GRZECH, KTÓRY POWODUJE, ŻE BÓG PŁACZE

Powiem to prosto – bez owijania w bawełnę i zmiękczania. Grzech, przez który Bóg płacze, jest popełniany codziennie, nie przez pogańskich grzeszników, ale przez wielu chrześcijan – to grzech zwątpienia w miłość Boga do Jego dzieci.
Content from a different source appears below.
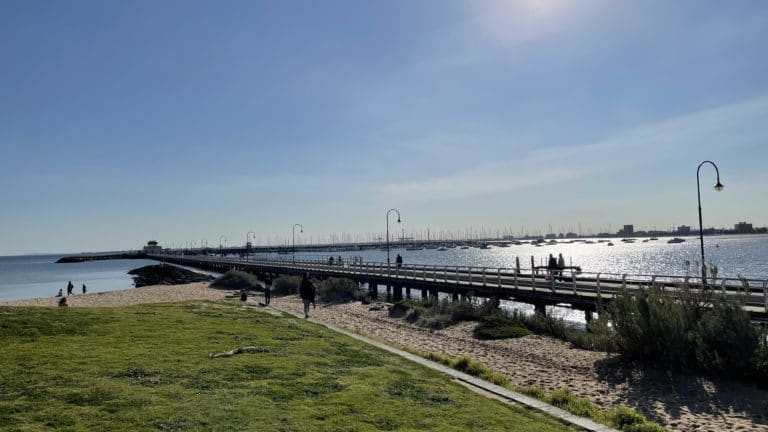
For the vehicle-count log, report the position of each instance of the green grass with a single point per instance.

Czy myślicie, że jeżeli Bóg płacze, to czyni Go zbyt podobnym do człowieka i bezbronnym.? To zapytajcie siebie, jak Bóg pełen miłości mógłby nie płakać, kiedy Jego własny lud zwątpił w Jego naturę. Jezus Chrystus był Bogiem w ciele i według Ewangelii Jana, płakał, kiedy Jego najbliżsi wątpili w Jego miłość i troskę. Taki był wcielony Bóg przy grobie Łazarza, płacząc z powody przyjaciół, którzy nie poznali, kim On jest.
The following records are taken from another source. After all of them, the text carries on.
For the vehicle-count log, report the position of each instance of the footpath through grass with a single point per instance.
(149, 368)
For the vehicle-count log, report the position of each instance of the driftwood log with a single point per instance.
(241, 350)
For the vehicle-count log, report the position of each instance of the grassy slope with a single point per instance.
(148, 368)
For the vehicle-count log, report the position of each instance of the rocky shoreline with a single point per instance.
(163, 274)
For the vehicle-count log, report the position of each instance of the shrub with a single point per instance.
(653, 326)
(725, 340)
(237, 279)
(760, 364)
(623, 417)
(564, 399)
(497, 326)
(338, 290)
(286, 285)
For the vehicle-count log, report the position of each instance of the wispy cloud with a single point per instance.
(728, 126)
Ciągle na nowo najbliżsi towarzysze Chrystusa na ziemi wątpili w Jego miłość do nich. Pomyślcie o uczniach w łodzi miotanej falami i zalewanej wodą .Jezus był w tyle łodzi i słodko spał. Bojąc się o swoje życie, Jego naśladowcy budzą Go i oskarżają o zwykłą obojętność. „Nauczycielu, nic cię to nie obchodzi, że giniemy?” (Mar. 4:38). Jak ich oskarżenia musiały smucić Pana! W ich łodzi był wszechmogący Bóg! Jak mógł się nie troszczyć? Kiedykolwiek człowiek odwraca wzrok od Pana, a skupia się na okolicznościach, zawsze zwycięża zwątpienie. Jezus był zdumiony! „Jak możecie się bać, kiedy Ja jestem z wami! Jak możecie kwestionować Moją miłość i troskę?”
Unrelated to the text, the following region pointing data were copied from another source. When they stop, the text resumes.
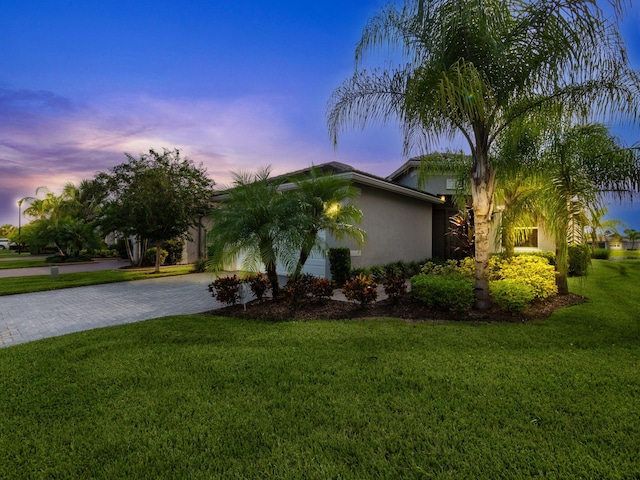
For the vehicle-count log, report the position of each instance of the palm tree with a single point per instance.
(581, 163)
(633, 236)
(473, 67)
(598, 226)
(251, 221)
(321, 204)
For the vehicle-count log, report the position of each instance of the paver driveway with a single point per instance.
(32, 316)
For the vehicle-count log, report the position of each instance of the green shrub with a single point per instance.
(464, 267)
(200, 265)
(174, 250)
(511, 295)
(394, 287)
(530, 270)
(362, 289)
(226, 289)
(149, 258)
(259, 284)
(322, 289)
(340, 264)
(601, 254)
(579, 260)
(548, 256)
(443, 292)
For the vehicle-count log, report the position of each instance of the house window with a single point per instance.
(527, 237)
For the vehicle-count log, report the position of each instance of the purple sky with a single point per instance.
(234, 85)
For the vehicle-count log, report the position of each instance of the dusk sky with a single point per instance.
(235, 85)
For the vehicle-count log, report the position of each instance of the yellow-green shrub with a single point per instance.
(530, 270)
(511, 295)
Dzisiaj chrześcijanie smucą Pana w tej sprawie jeszcze bardziej. Nasza niewiara jest dla Niego większym afrontem, niż niewiara Marii, Marty i wszystkich uczniów, gdyż nasz grzech jest popełniany względem większej światłości. Stoimy na wyższej górze i widzimy więcej, niż oni kiedykolwiek widzieli. Mamy całą Biblię z pełnym i wiarygodnym zapisem Bożej wierności. Mamy spisane świadectwa z prawie każdego z 20 wieków chrześcijaństwa, od pokoleń bogobojnych ojców, którzy przekazywali dla nas te niewzruszone dowody Bożej miłości. Mamy również niezliczone osobiste doświadczenia, które świadczą o Bożej miłości i uczuciu do nas.

Patrzmy na Jego ogromne miłosierdzie i miłość, wyznajmy naszą grzeszność i niewiarę i uznajmy to, kim On jest!